Sky News reported on Sunday that SoundCloud was planning to pursue a sale in 2024. This has been in the works “for some time,” one former employee tells Billboard. “A lot of decision making has been based on this.”

SoundCloud announced it was slashing 8% of its workforce last May — less than a year after a 20% cut — to achieve “profitability this year,” as CEO Eliah Seton wrote in an email to staff at the time. “The ambition to reach profitability was not just for the obvious reason of being profitable,” the former employee continues. “The bigger need was for this, to sell the company. The stakeholders have major investments; it’s time.” (SoundCloud previously secured a $170 million investment led by The Raine Group and Temasek in 2017, and an additional $75 million investment from SiriusXM in February 2020.) 

A rep for SoundCloud declined to comment. The Raine Group also declined to comment.

SoundCloud leadership had previously tossed around the idea — a best case scenario — of reaching a $2.5 billion valuation for the company, sources said. (The company likes to aim big: In internal meetings, executives also expressed a hope that one of the artists SoundCloud signed to deals in 2022 would have a major chart hit, one of the employees said; this has not happened.)

The more commonly cited valuation goal, the sources say, was around $1 billion. “There’s a billion-dollar-plus opportunity in front of us,” Tracy Chan, who joined SoundCloud as senior vp of creator in 2022, said at an all-hands meeting that year. One of SoundCloud’s former employees said most of the interest in the company came from private equity firms, not music companies. 

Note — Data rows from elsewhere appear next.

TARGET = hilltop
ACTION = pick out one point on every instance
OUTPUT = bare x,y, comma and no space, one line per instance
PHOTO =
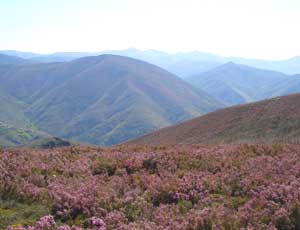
272,121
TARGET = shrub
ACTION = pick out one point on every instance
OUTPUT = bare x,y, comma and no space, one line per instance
104,166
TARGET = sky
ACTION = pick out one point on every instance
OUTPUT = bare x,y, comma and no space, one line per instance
265,29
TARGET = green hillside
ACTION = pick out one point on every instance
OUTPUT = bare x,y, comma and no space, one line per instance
103,100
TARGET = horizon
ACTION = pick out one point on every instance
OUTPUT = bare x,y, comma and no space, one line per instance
250,29
102,52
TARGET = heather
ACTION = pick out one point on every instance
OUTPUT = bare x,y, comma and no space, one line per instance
129,187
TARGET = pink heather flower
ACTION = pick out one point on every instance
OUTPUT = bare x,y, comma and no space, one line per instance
46,222
97,223
64,227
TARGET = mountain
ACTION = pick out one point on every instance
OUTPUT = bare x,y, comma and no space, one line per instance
8,60
182,64
12,110
236,84
11,136
273,121
288,66
104,99
20,54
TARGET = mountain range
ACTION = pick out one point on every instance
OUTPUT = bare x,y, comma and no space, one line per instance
102,99
237,84
182,64
276,120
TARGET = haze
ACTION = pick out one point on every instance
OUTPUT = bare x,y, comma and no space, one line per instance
266,29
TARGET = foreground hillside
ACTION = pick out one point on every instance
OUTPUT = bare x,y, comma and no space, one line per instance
270,121
196,187
102,100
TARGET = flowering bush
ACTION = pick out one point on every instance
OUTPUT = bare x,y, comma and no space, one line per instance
193,187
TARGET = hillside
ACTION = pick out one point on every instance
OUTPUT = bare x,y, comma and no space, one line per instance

For comparison’s sake, when Square acquired TIDAL in 2021, the streaming service was valued at around $375 million. Though SoundCloud is not just a streaming service — it also provides tools to creators to help them distribute, market, and monetize music. Creator tools and services brought in more than $26 million for the platform in the first quarter of 2023, according to screenshots from an all-hands meeting shared with Billboard, nearly as much as subscriptions ($29.9 million).

Those screenshots indicate that SoundCloud had a gross profit of around $22 million in the first quarter of the year. But it spent around $4 million on marketing and another $23 million on staffing and general and administrative expenses, leaving it around $5 million short of breaking even. 

In May 2023, SoundCloud aimed to reduce that headcount cost through a second round of cuts. (Profitability has been a goal since 2022, if not before: “Investors are looking for companies that are a little more stable right now,” former CEO Michael Weissman told staff during an all-hands meeting that followed the first round of layoffs in 2022. “Investors are looking for companies that are very profitable.”) The company said it finally reached profitability in December. 

“Now that we have achieved profitability and are making progress on our strategic plan, we have nothing but opportunity in front of us,” Seton wrote in an email to staff on Monday (Jan. 8) that was obtained by Billboard. “As we have mentioned in previous All Hands [meetings] and AMAs, we will explore a range of options for our capital structure, but there is nothing to report right now, nor will there be any time soon.”